Ayesha Aziz, five men discuss women’s financial inclusion in Pakistan

SAMAA | - Posted: Mar 2, 2020 | Last Updated: 1 year ago
Posted: Mar 2, 2020 | Last Updated: 1 year ago
Sole woman on KLF empowerment panel decries no women leadership

Photo: Asad Shakeel/SAMAA Digital

The Karachi Literature Festival hosted on Sunday a panel on women empowerment and financial inclusion that featured four men, a male moderator and a lone female panelist.

Investment banker Ayesha Aziz was the sole woman on the panel featuring former finance minister Asad Umar, State Bank of Pakistan Governor Reza Baqir, former SBP governor Ishrat Husain and HBL’s Muhammad Aurangzeb. Chartered accountant Rashid Masood Alam moderated the session.

For Aziz, economic empowerment can only come after social and psychological empowerment. “It comes when you know you can stand up and ask questions.”

She said patriarchal attitudes aside, the most difficult to recognise are the patronizing attitudes from the most friendly and well-meaning men in our lives and it’s those that we must also question.

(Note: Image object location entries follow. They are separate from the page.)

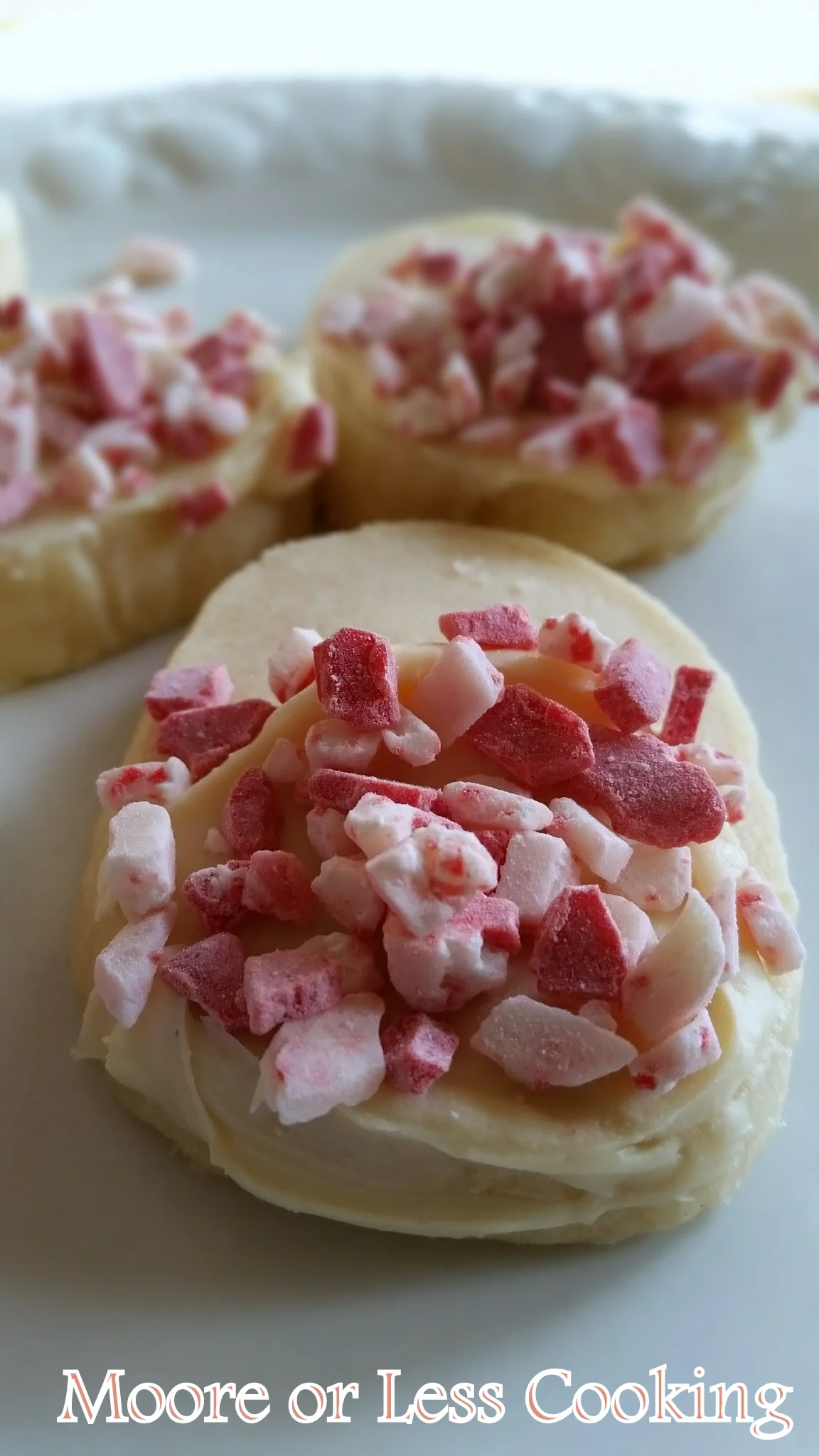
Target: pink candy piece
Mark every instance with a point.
(723, 904)
(432, 874)
(177, 689)
(634, 926)
(107, 363)
(206, 737)
(341, 791)
(124, 970)
(334, 744)
(461, 960)
(646, 793)
(252, 817)
(286, 764)
(691, 687)
(574, 640)
(212, 973)
(532, 737)
(412, 740)
(633, 687)
(330, 1060)
(579, 951)
(458, 689)
(139, 868)
(290, 664)
(417, 1051)
(675, 979)
(690, 1050)
(770, 925)
(289, 986)
(327, 833)
(545, 1046)
(500, 626)
(655, 878)
(216, 893)
(478, 805)
(279, 884)
(312, 439)
(358, 679)
(535, 869)
(599, 847)
(346, 890)
(151, 782)
(203, 505)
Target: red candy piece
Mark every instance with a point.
(537, 740)
(498, 626)
(417, 1050)
(279, 884)
(634, 687)
(336, 790)
(312, 440)
(251, 819)
(358, 679)
(107, 365)
(638, 783)
(290, 986)
(691, 687)
(216, 893)
(177, 689)
(579, 950)
(206, 737)
(212, 973)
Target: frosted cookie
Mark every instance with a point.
(487, 936)
(609, 392)
(139, 466)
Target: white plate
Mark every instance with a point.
(112, 1251)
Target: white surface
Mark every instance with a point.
(112, 1253)
(712, 48)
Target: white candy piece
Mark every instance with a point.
(690, 1050)
(535, 869)
(636, 928)
(432, 874)
(327, 833)
(124, 970)
(143, 782)
(477, 805)
(140, 865)
(545, 1046)
(324, 1062)
(675, 979)
(353, 956)
(347, 893)
(599, 847)
(723, 904)
(290, 664)
(770, 925)
(412, 740)
(461, 686)
(655, 878)
(334, 744)
(445, 970)
(376, 823)
(284, 764)
(576, 640)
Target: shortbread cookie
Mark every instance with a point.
(139, 466)
(606, 392)
(448, 943)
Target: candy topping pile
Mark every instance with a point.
(530, 886)
(576, 346)
(98, 398)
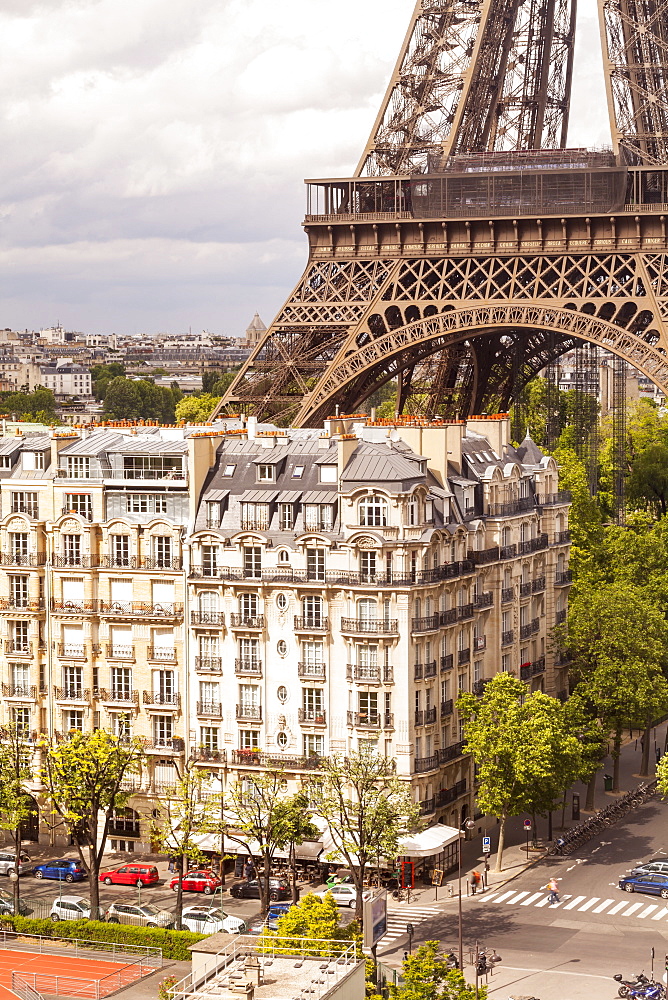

She said that the ecosystem in the corporate environment is only marginally better than what it was 30 to 40 years ago, making it difficult for women to work. “It’s designed by men, for men and women are a very unwelcome addition to this.”

With more women in leadership positions, we can change that ecosystem as most hurdles faced by women can so easily be resolved but men don’t do it, she said.

However, when the audience objected to the disproportionate number of men on a panel to discuss women empowerment, she defended it by saying that it was ‘sexist’ for women in the audience to criticise men for speaking at the event. “When there are no women in leadership roles, where would you find them for the panels?” she asked.

Baqir acknowledged the difficulties faced by women opening bank accounts and said opening these accounts is a measure of financial inclusion.

The State Bank introduced branchless banking, he said, to have more women in the economy. “Now we can put a bank account in a mobile phone and we can put a mobile phone in the hands of a woman.”

Baqir said that while bank accounts are not alone enough for women’s financial inclusion, they are correlated with so many other things and would give a sense of economic empowerment. That’s why it’s a quantifiable achievement for him.

Bank accounts alone are not enough for women’s financial inclusion, said Baqir, but they are correlated with so many other things and would give a sense of economic empowerment that we have to consider it a quantifiable achievement.

The question of why women in Pakistan remain secluded from the economy and financial matters is like the riddle of the chicken and the egg, said Umar.

He said he was pleasantly surprised when he heard a woman say that after her economic independence, her family started to seek her opinion, which was unprecedented.

Umar added that back when he had become CEO on Engro, they only had women in junior managerial positions if at all. “But after I became the head, I introduced some 13 steps including lighting up the parking space which used to be dark and building a daycare centre. After some months we saw women in executive positions.”

Little steps like these will help include women in the economy, he believes.